# Phenotype L Top Cap



## Soprono (24/1/16)

Personally I love my Phenotype L thought I'd add this in here for guys who love near non existent air resistance on this RDA. The slots however are not directly on the coils like the current Phenotype so would be interesting to see how this affects the clouds produced by this device. 

"Aria x Anarchist Phenotype-L Top AFC Sleeve (Stainless Steel or Black PVD)
Introducing the newest innovation from the minds at Aria Built and Anarchist MFG: The Phenotype-L Top AFC Sleeve. Constructed of stainless steel and delrin, this Top AFC Sleeve will turn your Phenotype-L into a flavor factory. Adjusting airflow is a breeze with our new top cap system that provides you with four, vertical cyclops-style windows, and you can either maximize your draw with the 13.5mm wide-bore top, or boost your flavor by adding a drip tip to the included 510 adaptor. Finished off with precision laser engravings of the Aria and Anarchist logos, the Phenotype-L Top AFC Sleeve was designed to finely tune your flavor/cloud preferences. 

Features:
-Stainless steel, laser engraved sleeve
-Stainless steel and delrin top cap/AFC system
-Four large, cyclops-style, vertical AFC windows of graduating sizes
-Notched cap provides grip for ease of rotating and each groove lines up with the AFC windows for perfect placement
-13.5mm wide-bore top with included 510 adaptor
-Available in stainless steel or black PVD finishes" 

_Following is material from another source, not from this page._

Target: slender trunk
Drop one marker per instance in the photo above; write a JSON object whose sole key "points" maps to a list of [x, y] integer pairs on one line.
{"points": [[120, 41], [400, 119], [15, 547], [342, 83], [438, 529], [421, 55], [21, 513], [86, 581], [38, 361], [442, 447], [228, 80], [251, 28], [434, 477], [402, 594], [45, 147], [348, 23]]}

Sent from my iPhone 6 Plus using Tapatalk

Reactions: Like 2 | Winner 1


----------



## Chukin'Vape (25/1/16)

Interesting - do you have a picture of the build deck?


----------



## zadiac (25/1/16)

It's a phenotype L top cap. So the build deck is a Phenotype L.
-------------------------------------------------------------------------------
Normal Phenotype L






-----------------------------------------------------------------------
New Top Cap

Reactions: Like 1


----------



## Soprono (25/1/16)

Chukin'Vape said:


> Interesting - do you have a picture of the build deck?


Like @zadiac said its the same awesome 2 post deck. Love my normal L it chucks!


----------



## th1rte3n (28/1/16)

I would love to get one of these, really like my phenotype.

Sent from my D5803 using Tapatalk


----------